さて夕ご飯までまだ時間は多少余っている。今はとりあえず、恒例の散歩かな、とエントランスの自動ドアが開閉し、外の音を耳にする。
ドゴォ!
「は?」
絶対聞いちゃいけないような重く鈍い音が聞こえた。音のなる方へ向くとそこには小柄な1人の少女が、十分立派に育っている木に蹴りを入れた直後の図が目に入る。
「本当に個性豊かというか………」
少なからず僕は彼女と直接話したことがない。だが、自己紹介の時には姿は見たから名前は知っている。それにあの時の、松本さんが保健室に来た時の回想が過る。
「え、待って今の音があの華奢な足から………出たの?」
僕は恐る恐るだが、彼女のもとに近づいた。
「あ、や、やぁ………」
「ん?」
彼女は足をおろし、こちらを見る。間違いない。西門 ミキさんだ。
書風君はかつて別に書いていた小説の主人公でしたがその物語を描くのが難しくて、ここに登場させることにしました。元々の彼はナルシストな書店定員という設定でした。それを学生版にアウトプットしたのが今の彼です。私の中で彼はまぁいわば過去に書いていた小説の主人公の若かりし頃という気持ちもありますが、その半端作で描きたかったことをここに出力していこうかなと思っています。そのため、ポリシーなどは変わらずとも、横文字を使うカッコつけたがりは完全オリジナルだったりもします。
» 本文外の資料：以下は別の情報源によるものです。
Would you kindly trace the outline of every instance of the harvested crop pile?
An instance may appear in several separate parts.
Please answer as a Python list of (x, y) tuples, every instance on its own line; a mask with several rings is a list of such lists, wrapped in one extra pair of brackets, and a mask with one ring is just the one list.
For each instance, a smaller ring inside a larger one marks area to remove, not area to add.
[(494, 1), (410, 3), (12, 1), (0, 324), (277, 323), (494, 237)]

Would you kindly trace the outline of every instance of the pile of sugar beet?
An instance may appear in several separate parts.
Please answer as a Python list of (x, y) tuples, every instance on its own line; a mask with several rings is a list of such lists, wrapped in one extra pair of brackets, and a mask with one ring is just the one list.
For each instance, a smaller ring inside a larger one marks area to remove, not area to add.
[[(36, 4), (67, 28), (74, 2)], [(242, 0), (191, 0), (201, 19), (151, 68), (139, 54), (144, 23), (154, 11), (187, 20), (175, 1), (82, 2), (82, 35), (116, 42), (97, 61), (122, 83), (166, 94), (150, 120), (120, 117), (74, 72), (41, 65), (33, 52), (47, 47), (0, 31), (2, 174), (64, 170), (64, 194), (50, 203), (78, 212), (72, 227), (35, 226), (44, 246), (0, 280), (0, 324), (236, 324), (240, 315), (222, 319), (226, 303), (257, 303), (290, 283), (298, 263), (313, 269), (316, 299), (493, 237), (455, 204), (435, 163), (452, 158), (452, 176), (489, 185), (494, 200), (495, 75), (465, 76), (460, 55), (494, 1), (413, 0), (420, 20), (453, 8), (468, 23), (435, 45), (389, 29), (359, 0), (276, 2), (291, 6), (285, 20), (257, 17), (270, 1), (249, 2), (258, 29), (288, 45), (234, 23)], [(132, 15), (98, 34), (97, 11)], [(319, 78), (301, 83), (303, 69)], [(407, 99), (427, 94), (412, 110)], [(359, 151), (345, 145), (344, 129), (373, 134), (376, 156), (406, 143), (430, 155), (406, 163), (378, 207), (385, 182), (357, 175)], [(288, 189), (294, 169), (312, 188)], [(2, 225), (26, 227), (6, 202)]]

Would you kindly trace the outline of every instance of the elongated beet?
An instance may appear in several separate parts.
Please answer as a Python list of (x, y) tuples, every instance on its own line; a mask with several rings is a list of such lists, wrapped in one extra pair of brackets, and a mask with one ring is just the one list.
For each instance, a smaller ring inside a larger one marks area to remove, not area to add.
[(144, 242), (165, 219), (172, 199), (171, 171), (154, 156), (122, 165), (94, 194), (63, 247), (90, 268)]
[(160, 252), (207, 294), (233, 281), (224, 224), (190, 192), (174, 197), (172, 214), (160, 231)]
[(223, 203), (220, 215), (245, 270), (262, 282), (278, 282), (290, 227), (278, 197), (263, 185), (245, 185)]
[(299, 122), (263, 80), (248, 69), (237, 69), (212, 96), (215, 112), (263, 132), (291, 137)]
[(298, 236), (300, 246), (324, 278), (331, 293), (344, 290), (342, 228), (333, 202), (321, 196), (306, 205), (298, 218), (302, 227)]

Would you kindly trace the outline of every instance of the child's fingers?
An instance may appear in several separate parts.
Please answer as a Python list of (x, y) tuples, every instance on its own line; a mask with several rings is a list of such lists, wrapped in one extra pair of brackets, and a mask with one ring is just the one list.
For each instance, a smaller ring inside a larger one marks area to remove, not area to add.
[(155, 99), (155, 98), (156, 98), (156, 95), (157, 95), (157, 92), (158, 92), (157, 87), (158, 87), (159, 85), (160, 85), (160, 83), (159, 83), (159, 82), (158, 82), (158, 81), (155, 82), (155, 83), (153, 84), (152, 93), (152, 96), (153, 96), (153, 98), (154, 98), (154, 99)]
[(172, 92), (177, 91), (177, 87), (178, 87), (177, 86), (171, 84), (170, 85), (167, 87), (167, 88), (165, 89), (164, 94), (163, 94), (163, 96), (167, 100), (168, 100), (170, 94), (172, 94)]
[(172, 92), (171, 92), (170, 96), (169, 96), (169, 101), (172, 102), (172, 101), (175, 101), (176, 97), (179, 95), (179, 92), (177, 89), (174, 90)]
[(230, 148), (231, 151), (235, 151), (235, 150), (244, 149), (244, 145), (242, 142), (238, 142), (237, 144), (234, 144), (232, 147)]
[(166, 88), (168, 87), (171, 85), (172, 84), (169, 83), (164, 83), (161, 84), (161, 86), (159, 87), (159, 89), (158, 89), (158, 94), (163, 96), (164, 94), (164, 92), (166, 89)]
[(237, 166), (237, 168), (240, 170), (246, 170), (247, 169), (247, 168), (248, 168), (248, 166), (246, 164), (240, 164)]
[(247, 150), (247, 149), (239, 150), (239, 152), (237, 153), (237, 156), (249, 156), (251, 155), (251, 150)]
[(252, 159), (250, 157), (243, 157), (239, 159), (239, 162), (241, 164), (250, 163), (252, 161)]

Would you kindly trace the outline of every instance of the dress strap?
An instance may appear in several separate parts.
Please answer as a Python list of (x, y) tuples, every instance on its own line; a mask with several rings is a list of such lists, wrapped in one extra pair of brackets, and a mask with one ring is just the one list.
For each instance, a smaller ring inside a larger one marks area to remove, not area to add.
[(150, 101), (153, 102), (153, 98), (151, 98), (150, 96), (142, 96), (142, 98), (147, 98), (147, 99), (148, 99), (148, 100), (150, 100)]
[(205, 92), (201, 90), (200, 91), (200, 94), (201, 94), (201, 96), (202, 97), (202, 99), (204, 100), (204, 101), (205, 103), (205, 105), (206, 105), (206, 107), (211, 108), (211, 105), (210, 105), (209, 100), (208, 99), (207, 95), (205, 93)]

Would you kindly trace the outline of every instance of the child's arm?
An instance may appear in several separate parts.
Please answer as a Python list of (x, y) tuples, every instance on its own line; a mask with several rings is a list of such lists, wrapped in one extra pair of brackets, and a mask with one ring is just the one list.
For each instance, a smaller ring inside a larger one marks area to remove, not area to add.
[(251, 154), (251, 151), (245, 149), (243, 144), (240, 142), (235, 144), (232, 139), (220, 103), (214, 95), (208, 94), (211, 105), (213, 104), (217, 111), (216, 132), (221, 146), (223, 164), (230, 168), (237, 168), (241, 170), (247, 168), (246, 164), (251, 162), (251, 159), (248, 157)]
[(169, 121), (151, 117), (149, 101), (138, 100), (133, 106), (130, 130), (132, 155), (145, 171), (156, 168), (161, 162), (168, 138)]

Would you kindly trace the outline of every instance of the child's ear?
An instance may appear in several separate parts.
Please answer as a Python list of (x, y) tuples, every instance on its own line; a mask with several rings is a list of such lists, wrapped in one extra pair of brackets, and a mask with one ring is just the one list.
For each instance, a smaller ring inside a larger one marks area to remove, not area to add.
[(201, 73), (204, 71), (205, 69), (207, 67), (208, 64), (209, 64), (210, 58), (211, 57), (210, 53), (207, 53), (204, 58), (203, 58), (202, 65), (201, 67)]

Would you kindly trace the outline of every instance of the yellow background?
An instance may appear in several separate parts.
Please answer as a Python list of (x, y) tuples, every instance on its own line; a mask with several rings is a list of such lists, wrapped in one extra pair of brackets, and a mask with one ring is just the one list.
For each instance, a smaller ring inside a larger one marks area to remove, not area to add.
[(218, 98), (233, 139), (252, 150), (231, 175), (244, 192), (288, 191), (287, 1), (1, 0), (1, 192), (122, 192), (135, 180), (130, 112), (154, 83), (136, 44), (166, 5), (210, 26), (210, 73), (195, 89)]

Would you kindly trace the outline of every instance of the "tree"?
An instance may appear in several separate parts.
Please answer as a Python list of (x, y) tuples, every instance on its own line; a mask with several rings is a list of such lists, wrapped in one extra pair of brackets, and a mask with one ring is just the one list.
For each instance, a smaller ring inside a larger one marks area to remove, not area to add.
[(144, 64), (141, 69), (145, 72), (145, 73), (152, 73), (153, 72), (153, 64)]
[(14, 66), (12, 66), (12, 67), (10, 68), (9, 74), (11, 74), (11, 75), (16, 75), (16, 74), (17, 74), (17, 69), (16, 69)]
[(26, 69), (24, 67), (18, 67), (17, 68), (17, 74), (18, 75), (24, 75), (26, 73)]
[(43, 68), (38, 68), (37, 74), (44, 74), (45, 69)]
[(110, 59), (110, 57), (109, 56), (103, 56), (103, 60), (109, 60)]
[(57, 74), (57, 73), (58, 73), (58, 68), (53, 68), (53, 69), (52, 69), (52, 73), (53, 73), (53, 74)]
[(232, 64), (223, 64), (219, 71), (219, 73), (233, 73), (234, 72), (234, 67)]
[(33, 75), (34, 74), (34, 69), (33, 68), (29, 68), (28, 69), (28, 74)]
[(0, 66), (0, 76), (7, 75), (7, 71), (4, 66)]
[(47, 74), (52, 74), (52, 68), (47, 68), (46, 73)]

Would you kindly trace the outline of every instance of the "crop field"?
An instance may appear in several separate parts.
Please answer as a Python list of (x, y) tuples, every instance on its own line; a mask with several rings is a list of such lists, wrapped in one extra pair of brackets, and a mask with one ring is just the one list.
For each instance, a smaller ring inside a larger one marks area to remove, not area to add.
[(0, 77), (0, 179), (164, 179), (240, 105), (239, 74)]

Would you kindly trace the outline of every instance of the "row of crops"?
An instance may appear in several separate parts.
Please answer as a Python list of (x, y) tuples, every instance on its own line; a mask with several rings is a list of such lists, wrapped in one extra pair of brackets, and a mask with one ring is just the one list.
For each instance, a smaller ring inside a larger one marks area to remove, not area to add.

ちなみに「さくらんぼの木の下、まだ未踏の小道が広がっているか?」のくだりはよはまぁ、そういう経験があるかないかの確認を少し文脈的に表現したもので、某AIさんの意見をベースにそれっぽく私が作ったフレーズです。
意味が分かると超下世話なセリフですよね。でも多少遠まわしな言葉が出来て技術の進歩に感銘を受けたなんてこともありました。